In correspondence, we also ask the model to select one of positive, negative, and neutral as the output in the prompt engineer part so we the make the best use of the pre-trained information
By using LoRA we may reduced the trainable parameters from 6.17B to 3.67M
As the table presents, compared with chatGLM, FinGPT can achieve large improvement on multiple metrics. it may be inappropriate to use our model to quantitative trading directly.

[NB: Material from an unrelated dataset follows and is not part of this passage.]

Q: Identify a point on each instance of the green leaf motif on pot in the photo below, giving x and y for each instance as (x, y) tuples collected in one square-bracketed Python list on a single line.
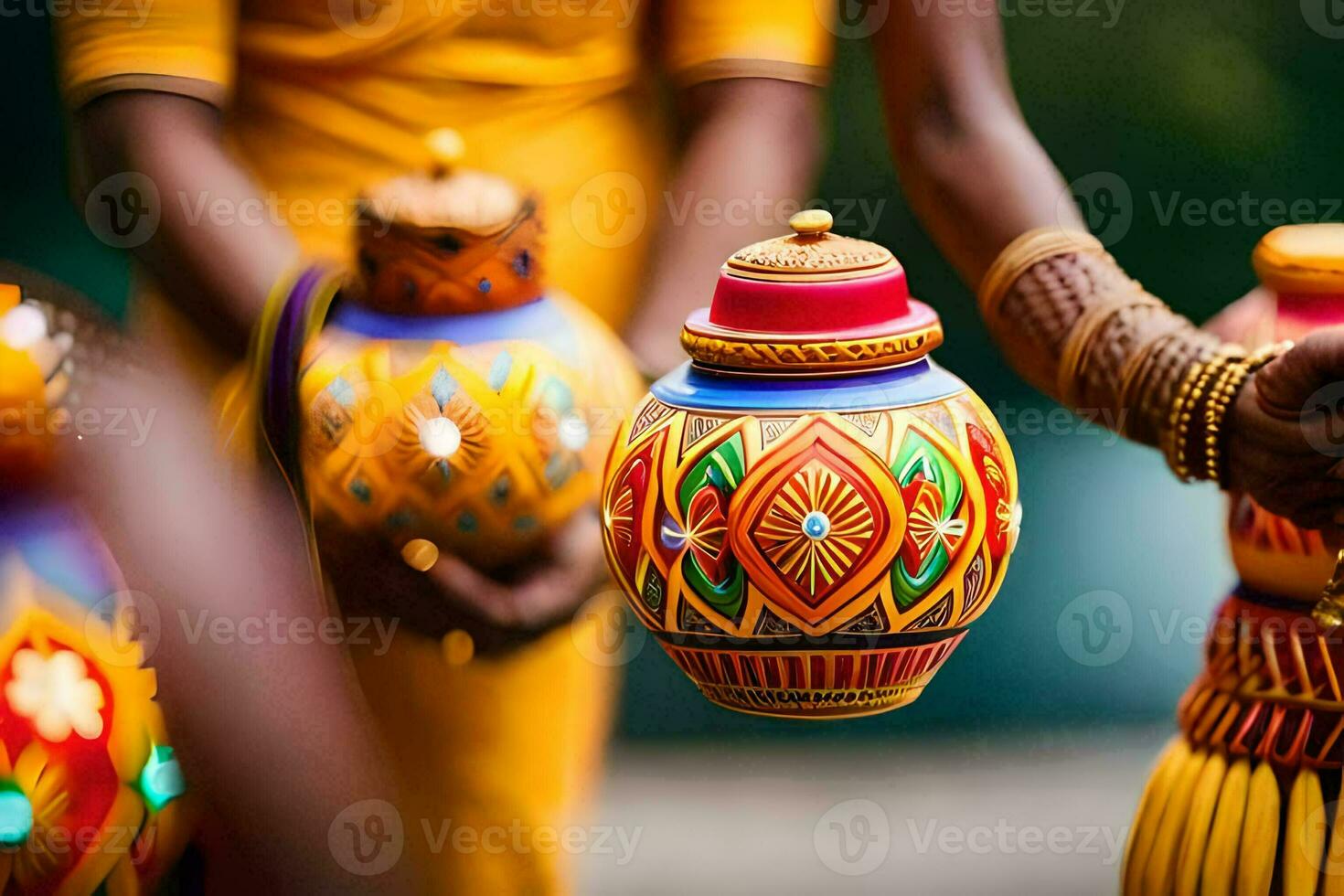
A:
[(707, 564), (932, 491)]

Since most news titles are neutral, most of the original outputs of the LLMs are Neutral, so LLM perform poorly in positive and negative labels and those labels are what might be useful in quantitative trading.
However, after fine-tuning, we have witness huge improvements in the prediction of positive and negative labels.
That’s also why the model can achieve positive trading results.

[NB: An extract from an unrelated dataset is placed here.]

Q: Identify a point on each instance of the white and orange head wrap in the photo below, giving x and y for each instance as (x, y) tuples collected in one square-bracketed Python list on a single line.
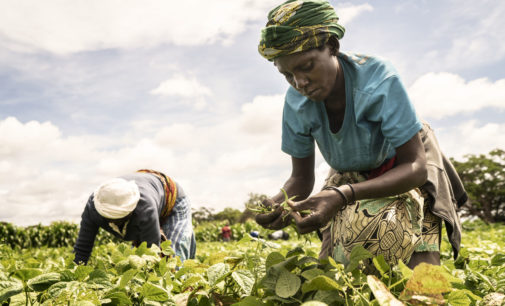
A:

2. Fine-tuning: Reinforcement Learning on Stock Prices (RLSP)

In the same way, we may use RL on Stock Prices (RLSP) to replace RL on Human feedback used by ChatGPT.

Ⅳ. Applications

1. Robo Advisor

ChatGPT can make the investment advises just like a pro.
In this example the raising stock price of the Apple is in accordance with ChatGPT’s prediction made by the analysis of news

2. Quantitative Trading

We may also use News, Social media tweet or filing to build sentiment factors, the right part is the trading results just by the signal of the twitter tweets and ChatGPT, the data is from a data set called stocknet-dataset.
As you may see from the picture, the trading signals generated by ChatGPT are so good that we may even achieve good results just by trading according to twitter sentiment factors.
So we may even achieve better results by combining price factors.

3. Low-code development

We can use the help of LLMs to write codes.
The right part shows how we can develop our factors and other codes quickly and efficiently.